A Dutch company specialised in the production of plant-based ingredients is set to produce the world’s first bee-free honey, it has emerged.
Rotterdam-based business Fooditive said the trials – which are scheduled to kick off later this year – would recreate its lab-proven concept in 1,000-litre fermenters. In the patented biotech procedure, honey DNA is copied into a strain of yeast.
Fooditive’s researchers are reportedly convinced they can develop a product which has the same characteristics as bee-produced honey as far as colour, taste and its positive effects on human health are concerned.
The Mayo Clinic – a leading US American medical research centre – says on its website: “Honey contains mostly sugar, as well as a mix of amino acids, vitamins, minerals, iron, zinc and antioxidants.”
“In addition to its use as a natural sweetener, honey is used as an anti-inflammatory, antioxidant and antibacterial agent.”
It also informs that honey “might offer antidepressant, anticonvulsant and anti-anxiety benefits” and that the antioxidants it contains “might be associated with reduced risk of heart disease.”
Moayad Abushokhedim is the founder and CEO of Fooditive.

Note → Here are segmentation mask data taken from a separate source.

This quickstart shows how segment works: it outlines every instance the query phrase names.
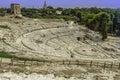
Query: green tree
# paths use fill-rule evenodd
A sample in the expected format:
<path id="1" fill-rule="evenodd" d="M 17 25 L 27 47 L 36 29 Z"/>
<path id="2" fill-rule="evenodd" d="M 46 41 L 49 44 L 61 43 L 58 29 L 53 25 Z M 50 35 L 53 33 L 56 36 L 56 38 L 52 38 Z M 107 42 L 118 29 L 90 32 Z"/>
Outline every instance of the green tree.
<path id="1" fill-rule="evenodd" d="M 120 23 L 120 10 L 116 10 L 113 18 L 113 31 L 116 33 L 116 29 L 119 27 Z"/>
<path id="2" fill-rule="evenodd" d="M 94 14 L 98 14 L 101 12 L 101 10 L 99 8 L 96 8 L 96 7 L 91 7 L 89 8 L 88 10 L 90 13 L 94 13 Z"/>
<path id="3" fill-rule="evenodd" d="M 76 12 L 76 16 L 79 19 L 79 22 L 82 22 L 82 13 L 80 11 Z"/>
<path id="4" fill-rule="evenodd" d="M 62 15 L 67 15 L 67 16 L 70 16 L 71 15 L 71 9 L 65 9 L 63 12 L 62 12 Z"/>
<path id="5" fill-rule="evenodd" d="M 100 12 L 94 17 L 95 24 L 102 35 L 102 40 L 107 38 L 108 24 L 110 21 L 110 16 L 106 12 Z"/>
<path id="6" fill-rule="evenodd" d="M 58 7 L 56 10 L 63 11 L 63 8 L 62 7 Z"/>
<path id="7" fill-rule="evenodd" d="M 111 23 L 108 13 L 88 14 L 84 18 L 84 22 L 89 29 L 99 31 L 102 35 L 102 40 L 107 38 L 108 26 L 110 26 Z"/>
<path id="8" fill-rule="evenodd" d="M 54 9 L 52 6 L 48 6 L 47 9 Z"/>
<path id="9" fill-rule="evenodd" d="M 85 26 L 88 27 L 91 30 L 95 30 L 95 27 L 93 26 L 93 17 L 94 16 L 95 16 L 94 14 L 87 14 L 84 17 Z"/>

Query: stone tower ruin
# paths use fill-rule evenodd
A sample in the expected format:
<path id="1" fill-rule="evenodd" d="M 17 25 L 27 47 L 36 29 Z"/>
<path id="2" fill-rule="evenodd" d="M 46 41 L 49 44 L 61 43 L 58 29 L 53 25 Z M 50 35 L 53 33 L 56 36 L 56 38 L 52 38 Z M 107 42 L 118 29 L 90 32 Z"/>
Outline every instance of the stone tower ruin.
<path id="1" fill-rule="evenodd" d="M 20 4 L 18 4 L 18 3 L 12 3 L 11 4 L 11 14 L 13 14 L 15 16 L 20 16 L 21 15 Z"/>

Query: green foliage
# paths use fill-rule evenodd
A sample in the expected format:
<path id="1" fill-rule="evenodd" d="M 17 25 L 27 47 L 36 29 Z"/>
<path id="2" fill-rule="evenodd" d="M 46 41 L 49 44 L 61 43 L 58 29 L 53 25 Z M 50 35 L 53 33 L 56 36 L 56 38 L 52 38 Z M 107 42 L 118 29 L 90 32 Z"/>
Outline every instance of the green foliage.
<path id="1" fill-rule="evenodd" d="M 94 14 L 98 14 L 101 12 L 101 9 L 100 8 L 96 8 L 96 7 L 92 7 L 92 8 L 89 8 L 90 13 L 94 13 Z"/>
<path id="2" fill-rule="evenodd" d="M 71 9 L 65 9 L 63 12 L 62 12 L 62 15 L 67 15 L 67 16 L 70 16 L 71 15 Z"/>
<path id="3" fill-rule="evenodd" d="M 88 14 L 84 17 L 85 26 L 87 26 L 91 30 L 95 30 L 95 28 L 93 26 L 93 17 L 94 16 L 95 16 L 94 14 Z"/>
<path id="4" fill-rule="evenodd" d="M 0 51 L 0 57 L 2 58 L 14 58 L 16 60 L 26 60 L 26 61 L 45 61 L 44 59 L 33 59 L 33 58 L 26 58 L 26 57 L 17 57 L 13 55 L 11 52 Z"/>
<path id="5" fill-rule="evenodd" d="M 72 16 L 63 16 L 62 18 L 66 21 L 69 21 L 69 20 L 77 21 L 78 20 L 77 17 L 72 17 Z"/>
<path id="6" fill-rule="evenodd" d="M 117 30 L 117 32 L 116 32 Z M 116 10 L 113 18 L 113 31 L 120 35 L 120 9 Z"/>
<path id="7" fill-rule="evenodd" d="M 22 15 L 29 18 L 39 18 L 42 10 L 35 8 L 22 8 Z"/>
<path id="8" fill-rule="evenodd" d="M 52 6 L 48 6 L 47 9 L 54 9 Z"/>
<path id="9" fill-rule="evenodd" d="M 58 7 L 56 10 L 63 11 L 63 8 L 62 7 Z"/>
<path id="10" fill-rule="evenodd" d="M 106 12 L 100 12 L 97 15 L 95 15 L 93 21 L 95 21 L 94 24 L 96 25 L 98 31 L 100 31 L 102 35 L 102 40 L 105 40 L 107 38 L 108 24 L 110 21 L 109 14 Z"/>
<path id="11" fill-rule="evenodd" d="M 8 54 L 7 52 L 0 51 L 0 57 L 3 57 L 3 58 L 13 58 L 13 57 L 15 57 L 15 56 L 10 55 L 10 54 Z"/>
<path id="12" fill-rule="evenodd" d="M 110 22 L 110 16 L 106 12 L 100 12 L 98 14 L 88 14 L 84 17 L 85 25 L 94 31 L 99 31 L 102 35 L 102 40 L 107 38 L 108 25 Z"/>
<path id="13" fill-rule="evenodd" d="M 0 28 L 2 28 L 2 29 L 10 29 L 10 27 L 8 27 L 7 25 L 0 25 Z"/>
<path id="14" fill-rule="evenodd" d="M 111 33 L 111 34 L 113 34 L 113 21 L 109 21 L 109 23 L 108 23 L 108 26 L 109 26 L 109 28 L 108 28 L 108 33 Z"/>
<path id="15" fill-rule="evenodd" d="M 76 12 L 76 17 L 78 17 L 79 22 L 82 22 L 82 13 L 80 11 Z"/>

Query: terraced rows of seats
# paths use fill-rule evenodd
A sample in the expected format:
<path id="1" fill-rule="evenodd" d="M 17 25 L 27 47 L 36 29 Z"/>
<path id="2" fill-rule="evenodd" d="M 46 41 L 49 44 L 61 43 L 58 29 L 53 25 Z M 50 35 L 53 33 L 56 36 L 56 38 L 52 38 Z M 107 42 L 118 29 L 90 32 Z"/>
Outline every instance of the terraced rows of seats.
<path id="1" fill-rule="evenodd" d="M 116 58 L 116 54 L 111 56 L 112 52 L 104 50 L 98 33 L 79 25 L 30 20 L 9 26 L 11 31 L 5 42 L 21 52 L 75 59 Z"/>

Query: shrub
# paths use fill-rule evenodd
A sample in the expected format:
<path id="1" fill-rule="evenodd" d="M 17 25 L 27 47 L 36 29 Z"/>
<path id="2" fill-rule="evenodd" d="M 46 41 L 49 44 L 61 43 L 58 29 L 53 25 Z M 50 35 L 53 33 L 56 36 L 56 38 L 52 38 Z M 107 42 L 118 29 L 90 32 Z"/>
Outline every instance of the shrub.
<path id="1" fill-rule="evenodd" d="M 10 27 L 8 27 L 7 25 L 0 25 L 0 28 L 3 28 L 3 29 L 10 29 Z"/>

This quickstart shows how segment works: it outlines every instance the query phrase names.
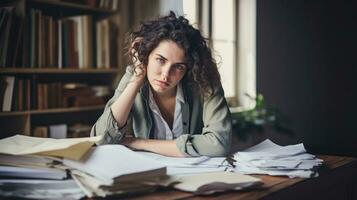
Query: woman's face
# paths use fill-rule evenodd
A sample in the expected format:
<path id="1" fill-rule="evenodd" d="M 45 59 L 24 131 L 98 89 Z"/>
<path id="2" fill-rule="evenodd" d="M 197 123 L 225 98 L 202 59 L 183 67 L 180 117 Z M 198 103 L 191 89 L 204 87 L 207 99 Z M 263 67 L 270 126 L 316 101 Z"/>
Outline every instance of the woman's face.
<path id="1" fill-rule="evenodd" d="M 176 94 L 176 86 L 186 71 L 185 52 L 173 41 L 161 41 L 149 55 L 147 79 L 160 96 Z"/>

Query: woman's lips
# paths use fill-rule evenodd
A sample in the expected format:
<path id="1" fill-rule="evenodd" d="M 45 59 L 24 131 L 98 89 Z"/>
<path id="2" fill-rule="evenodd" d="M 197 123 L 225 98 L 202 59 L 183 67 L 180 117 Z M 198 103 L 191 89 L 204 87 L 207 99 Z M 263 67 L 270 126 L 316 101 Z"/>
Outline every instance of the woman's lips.
<path id="1" fill-rule="evenodd" d="M 161 87 L 168 87 L 170 84 L 166 81 L 155 80 L 155 84 Z"/>

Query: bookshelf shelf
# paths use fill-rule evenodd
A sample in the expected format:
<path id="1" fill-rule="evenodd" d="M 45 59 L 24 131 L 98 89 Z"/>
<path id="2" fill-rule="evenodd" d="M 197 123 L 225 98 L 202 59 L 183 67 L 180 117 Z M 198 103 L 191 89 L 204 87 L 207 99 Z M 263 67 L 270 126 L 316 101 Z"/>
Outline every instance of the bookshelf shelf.
<path id="1" fill-rule="evenodd" d="M 0 68 L 1 74 L 115 74 L 118 68 L 109 69 L 59 69 L 59 68 Z"/>
<path id="2" fill-rule="evenodd" d="M 96 106 L 85 106 L 85 107 L 52 108 L 52 109 L 43 109 L 43 110 L 0 112 L 0 117 L 16 116 L 16 115 L 41 115 L 41 114 L 60 114 L 60 113 L 95 111 L 95 110 L 103 109 L 104 106 L 105 105 L 96 105 Z"/>
<path id="3" fill-rule="evenodd" d="M 104 14 L 111 15 L 117 12 L 116 10 L 109 10 L 104 8 L 95 8 L 92 6 L 62 2 L 62 1 L 48 1 L 48 0 L 27 0 L 32 5 L 39 5 L 41 7 L 48 7 L 50 9 L 66 9 L 67 11 L 76 11 L 79 14 Z"/>
<path id="4" fill-rule="evenodd" d="M 95 123 L 125 72 L 131 5 L 0 1 L 0 139 L 51 136 L 55 125 L 68 127 L 71 137 L 74 126 Z M 48 135 L 38 134 L 45 129 Z"/>

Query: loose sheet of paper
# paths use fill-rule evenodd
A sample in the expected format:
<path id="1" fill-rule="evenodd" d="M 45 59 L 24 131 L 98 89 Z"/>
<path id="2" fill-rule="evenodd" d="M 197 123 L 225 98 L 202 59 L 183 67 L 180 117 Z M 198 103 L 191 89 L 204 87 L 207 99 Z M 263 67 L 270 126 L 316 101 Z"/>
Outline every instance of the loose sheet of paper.
<path id="1" fill-rule="evenodd" d="M 38 138 L 15 135 L 0 140 L 0 153 L 11 155 L 58 156 L 79 160 L 101 136 L 87 138 Z"/>

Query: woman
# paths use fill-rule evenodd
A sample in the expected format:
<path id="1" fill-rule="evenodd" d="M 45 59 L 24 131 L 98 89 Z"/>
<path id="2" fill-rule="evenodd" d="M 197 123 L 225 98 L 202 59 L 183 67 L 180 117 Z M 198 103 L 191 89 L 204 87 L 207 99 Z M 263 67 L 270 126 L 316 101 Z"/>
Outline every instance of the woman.
<path id="1" fill-rule="evenodd" d="M 166 156 L 226 155 L 230 112 L 200 31 L 171 12 L 142 23 L 127 42 L 131 66 L 91 135 Z M 135 137 L 124 137 L 129 129 Z"/>

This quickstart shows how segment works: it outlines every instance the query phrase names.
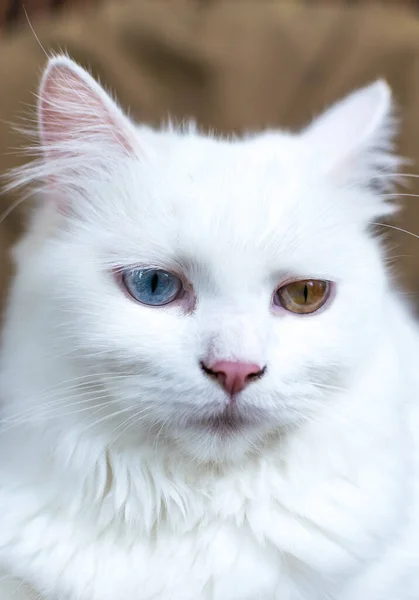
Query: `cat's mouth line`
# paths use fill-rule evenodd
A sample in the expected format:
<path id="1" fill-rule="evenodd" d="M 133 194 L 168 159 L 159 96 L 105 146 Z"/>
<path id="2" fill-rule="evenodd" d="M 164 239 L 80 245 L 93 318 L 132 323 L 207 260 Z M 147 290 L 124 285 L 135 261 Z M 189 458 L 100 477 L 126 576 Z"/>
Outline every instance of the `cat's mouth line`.
<path id="1" fill-rule="evenodd" d="M 255 427 L 260 424 L 260 421 L 260 415 L 240 410 L 233 405 L 227 406 L 217 414 L 191 417 L 187 420 L 187 425 L 193 428 L 208 429 L 216 433 L 223 432 L 228 434 Z"/>

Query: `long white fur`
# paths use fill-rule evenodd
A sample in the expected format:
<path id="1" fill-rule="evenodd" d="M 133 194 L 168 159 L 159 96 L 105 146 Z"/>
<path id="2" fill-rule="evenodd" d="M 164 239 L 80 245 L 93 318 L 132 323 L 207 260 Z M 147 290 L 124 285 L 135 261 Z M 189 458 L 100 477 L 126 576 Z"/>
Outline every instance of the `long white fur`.
<path id="1" fill-rule="evenodd" d="M 1 350 L 0 600 L 417 600 L 417 326 L 369 224 L 388 215 L 390 91 L 298 134 L 137 127 L 69 58 L 39 94 L 39 198 Z M 113 272 L 181 272 L 152 309 Z M 325 310 L 271 310 L 289 277 Z M 225 405 L 211 355 L 267 365 Z"/>

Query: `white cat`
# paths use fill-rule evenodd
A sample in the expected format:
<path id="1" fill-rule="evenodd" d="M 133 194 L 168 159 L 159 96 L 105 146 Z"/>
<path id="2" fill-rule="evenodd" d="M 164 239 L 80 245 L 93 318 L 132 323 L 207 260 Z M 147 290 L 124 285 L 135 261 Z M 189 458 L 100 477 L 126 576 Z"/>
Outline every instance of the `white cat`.
<path id="1" fill-rule="evenodd" d="M 418 600 L 419 336 L 383 82 L 299 134 L 134 126 L 66 57 L 2 341 L 0 600 Z"/>

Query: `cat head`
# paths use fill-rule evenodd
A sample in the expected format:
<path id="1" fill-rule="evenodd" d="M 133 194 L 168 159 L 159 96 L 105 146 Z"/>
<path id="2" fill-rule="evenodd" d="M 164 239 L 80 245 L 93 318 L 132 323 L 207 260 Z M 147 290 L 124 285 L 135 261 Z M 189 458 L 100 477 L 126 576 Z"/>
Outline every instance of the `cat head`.
<path id="1" fill-rule="evenodd" d="M 384 82 L 299 133 L 221 139 L 134 125 L 59 56 L 38 128 L 18 289 L 40 298 L 26 318 L 43 311 L 61 380 L 105 389 L 119 441 L 238 460 L 339 402 L 383 325 Z"/>

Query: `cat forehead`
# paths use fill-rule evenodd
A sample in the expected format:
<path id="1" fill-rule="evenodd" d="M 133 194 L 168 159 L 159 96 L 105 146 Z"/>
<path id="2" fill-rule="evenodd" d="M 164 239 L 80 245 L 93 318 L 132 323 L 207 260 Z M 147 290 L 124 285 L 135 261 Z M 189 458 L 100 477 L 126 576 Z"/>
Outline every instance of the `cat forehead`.
<path id="1" fill-rule="evenodd" d="M 172 206 L 182 218 L 187 210 L 198 220 L 223 215 L 240 227 L 249 218 L 263 222 L 270 211 L 292 206 L 302 187 L 303 152 L 295 136 L 224 140 L 163 133 L 155 139 L 153 158 L 141 174 L 159 190 L 157 210 Z"/>
<path id="2" fill-rule="evenodd" d="M 109 215 L 120 249 L 135 262 L 181 257 L 195 263 L 243 262 L 266 268 L 313 263 L 322 240 L 333 249 L 335 211 L 313 189 L 296 137 L 267 132 L 245 140 L 149 132 L 154 153 L 134 165 L 130 219 Z M 153 139 L 154 138 L 154 143 Z M 115 204 L 111 203 L 113 209 Z M 319 214 L 323 215 L 319 219 Z M 298 263 L 298 265 L 297 265 Z"/>
<path id="3" fill-rule="evenodd" d="M 267 175 L 272 169 L 278 176 L 298 159 L 302 144 L 298 136 L 280 131 L 266 131 L 242 138 L 221 138 L 210 135 L 188 134 L 186 131 L 153 132 L 149 138 L 156 154 L 167 161 L 170 171 L 195 175 L 200 180 L 222 174 L 241 178 Z M 246 171 L 243 167 L 250 168 Z M 237 182 L 238 183 L 238 182 Z"/>
<path id="4" fill-rule="evenodd" d="M 213 234 L 214 223 L 231 237 L 265 236 L 272 227 L 314 226 L 312 212 L 325 210 L 331 186 L 316 176 L 298 136 L 265 132 L 242 140 L 161 135 L 165 149 L 141 169 L 149 185 L 138 198 L 153 217 L 191 222 Z M 147 169 L 149 170 L 147 172 Z M 157 191 L 157 195 L 156 195 Z M 151 198 L 151 202 L 150 202 Z M 323 221 L 327 222 L 327 219 Z"/>

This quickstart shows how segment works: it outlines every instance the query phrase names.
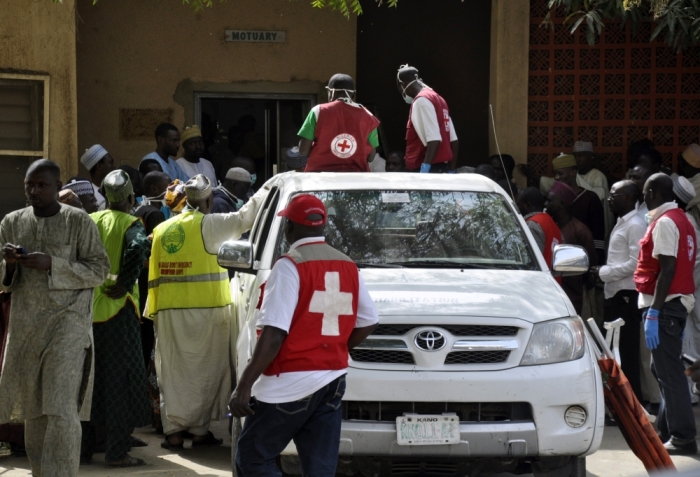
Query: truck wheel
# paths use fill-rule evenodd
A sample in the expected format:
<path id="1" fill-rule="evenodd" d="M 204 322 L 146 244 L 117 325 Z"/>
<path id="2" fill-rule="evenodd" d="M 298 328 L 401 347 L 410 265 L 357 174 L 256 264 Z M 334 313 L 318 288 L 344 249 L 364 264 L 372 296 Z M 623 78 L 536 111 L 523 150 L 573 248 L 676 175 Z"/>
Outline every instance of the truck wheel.
<path id="1" fill-rule="evenodd" d="M 566 464 L 556 468 L 533 462 L 532 473 L 535 477 L 586 477 L 586 458 L 572 456 Z"/>
<path id="2" fill-rule="evenodd" d="M 233 477 L 236 477 L 236 447 L 238 447 L 238 438 L 241 435 L 243 427 L 241 420 L 237 417 L 231 418 L 231 470 Z"/>

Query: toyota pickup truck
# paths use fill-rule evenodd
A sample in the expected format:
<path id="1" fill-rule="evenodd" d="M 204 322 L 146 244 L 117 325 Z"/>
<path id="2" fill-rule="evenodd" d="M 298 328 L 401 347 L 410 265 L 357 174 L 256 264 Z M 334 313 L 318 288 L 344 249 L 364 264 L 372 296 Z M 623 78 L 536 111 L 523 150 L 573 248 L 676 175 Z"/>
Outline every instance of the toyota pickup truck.
<path id="1" fill-rule="evenodd" d="M 350 351 L 339 474 L 583 477 L 600 446 L 593 341 L 510 197 L 476 174 L 277 176 L 246 241 L 226 242 L 237 373 L 256 343 L 261 286 L 289 247 L 277 212 L 296 194 L 328 210 L 379 325 Z M 554 274 L 588 269 L 554 250 Z M 290 444 L 279 465 L 300 474 Z"/>

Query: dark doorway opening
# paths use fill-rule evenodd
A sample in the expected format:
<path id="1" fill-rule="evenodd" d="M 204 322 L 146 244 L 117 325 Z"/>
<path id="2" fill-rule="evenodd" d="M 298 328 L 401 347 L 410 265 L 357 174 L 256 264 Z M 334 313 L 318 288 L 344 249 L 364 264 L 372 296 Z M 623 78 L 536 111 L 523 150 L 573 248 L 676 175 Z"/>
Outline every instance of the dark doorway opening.
<path id="1" fill-rule="evenodd" d="M 367 2 L 363 9 L 357 21 L 357 95 L 382 121 L 384 153 L 405 148 L 409 106 L 397 90 L 396 72 L 409 63 L 447 101 L 460 165 L 486 162 L 491 2 L 401 0 L 397 8 Z"/>
<path id="2" fill-rule="evenodd" d="M 257 189 L 278 172 L 284 172 L 285 152 L 299 144 L 297 132 L 315 104 L 303 95 L 195 95 L 195 114 L 217 178 L 223 182 L 237 156 L 255 162 Z"/>

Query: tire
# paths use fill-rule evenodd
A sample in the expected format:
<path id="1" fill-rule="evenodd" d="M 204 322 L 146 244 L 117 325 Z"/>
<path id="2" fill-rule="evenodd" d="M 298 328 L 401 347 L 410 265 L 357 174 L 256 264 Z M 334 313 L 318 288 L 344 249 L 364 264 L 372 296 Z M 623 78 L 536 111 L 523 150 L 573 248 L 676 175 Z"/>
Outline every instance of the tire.
<path id="1" fill-rule="evenodd" d="M 533 462 L 532 474 L 535 477 L 586 477 L 586 458 L 571 456 L 566 464 L 552 468 Z"/>

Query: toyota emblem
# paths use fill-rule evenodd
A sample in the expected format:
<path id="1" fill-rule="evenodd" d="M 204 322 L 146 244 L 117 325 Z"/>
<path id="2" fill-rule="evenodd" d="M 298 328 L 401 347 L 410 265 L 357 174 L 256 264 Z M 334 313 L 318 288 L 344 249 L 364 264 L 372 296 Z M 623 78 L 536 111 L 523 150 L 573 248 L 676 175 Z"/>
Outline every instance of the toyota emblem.
<path id="1" fill-rule="evenodd" d="M 447 340 L 439 331 L 425 330 L 416 335 L 414 343 L 423 351 L 438 351 L 445 347 Z"/>

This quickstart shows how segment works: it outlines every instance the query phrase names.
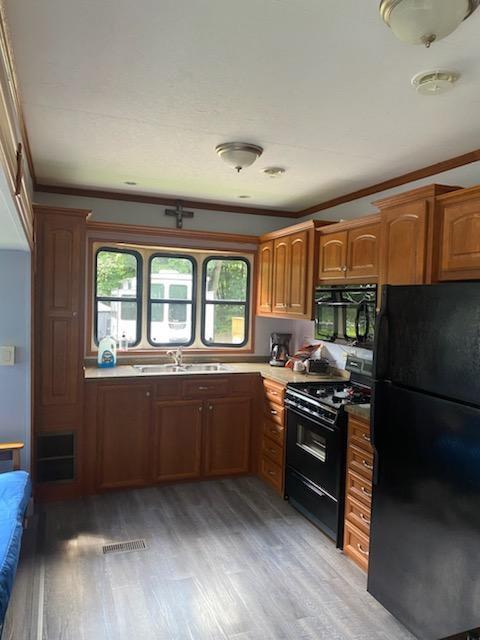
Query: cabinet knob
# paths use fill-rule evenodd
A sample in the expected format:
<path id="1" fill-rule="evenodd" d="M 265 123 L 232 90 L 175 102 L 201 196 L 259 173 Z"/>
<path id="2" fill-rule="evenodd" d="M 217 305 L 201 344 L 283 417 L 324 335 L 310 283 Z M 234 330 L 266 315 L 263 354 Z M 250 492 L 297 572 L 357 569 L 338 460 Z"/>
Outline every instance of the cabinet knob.
<path id="1" fill-rule="evenodd" d="M 208 387 L 198 387 L 199 391 L 208 391 Z"/>
<path id="2" fill-rule="evenodd" d="M 272 416 L 276 416 L 278 414 L 278 411 L 275 411 L 274 409 L 272 409 L 270 413 L 272 414 Z"/>
<path id="3" fill-rule="evenodd" d="M 347 265 L 344 264 L 343 267 L 342 267 L 342 271 L 345 272 L 346 270 L 347 270 Z"/>
<path id="4" fill-rule="evenodd" d="M 72 313 L 72 316 L 73 316 L 74 318 L 76 318 L 76 317 L 78 316 L 78 313 L 77 313 L 76 311 L 74 311 L 74 312 Z"/>
<path id="5" fill-rule="evenodd" d="M 367 518 L 367 516 L 366 516 L 366 515 L 364 515 L 363 513 L 361 513 L 361 514 L 360 514 L 360 518 L 361 518 L 361 519 L 362 519 L 366 524 L 368 524 L 368 525 L 370 525 L 370 524 L 371 524 L 370 519 L 369 519 L 369 518 Z"/>
<path id="6" fill-rule="evenodd" d="M 366 469 L 373 469 L 373 464 L 370 464 L 367 460 L 362 460 L 362 464 Z"/>
<path id="7" fill-rule="evenodd" d="M 360 551 L 360 553 L 364 556 L 368 557 L 368 551 L 365 551 L 365 549 L 362 547 L 361 544 L 357 544 L 357 549 Z"/>
<path id="8" fill-rule="evenodd" d="M 145 395 L 147 396 L 147 398 L 149 398 L 150 397 L 150 391 L 146 391 Z"/>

He said his company is determined to make “no compromise on taste, quality or price.”‘
Moayad explained: “The process of genetic sequence modification used in our honey already has an established track record with our vegan casein.”
The Fooditive boss claimed that his firm’s latest endeavour is a “stepping stone for a revolutionary advancement in the food and biotechnology industries.”
Fooditive made headlines in 2021 by presenting the first-ever plant-based casein to be used in the dairy industry.
On its website, the firm claims that its “mission” is to “make healthy food affordable.”
The annual global economic impact of solitary bees and domesticated honeybees is estimated to exceed USD 100 billion (EUR 93 billion).
Bees are indispensable pollinators. They support the diversity of flowering plants as well as agricultural productivity anywhere in the world.
Their existence is considered to be at risk due to the excessive application of pesticides and increasing habitat loss due to construction projects.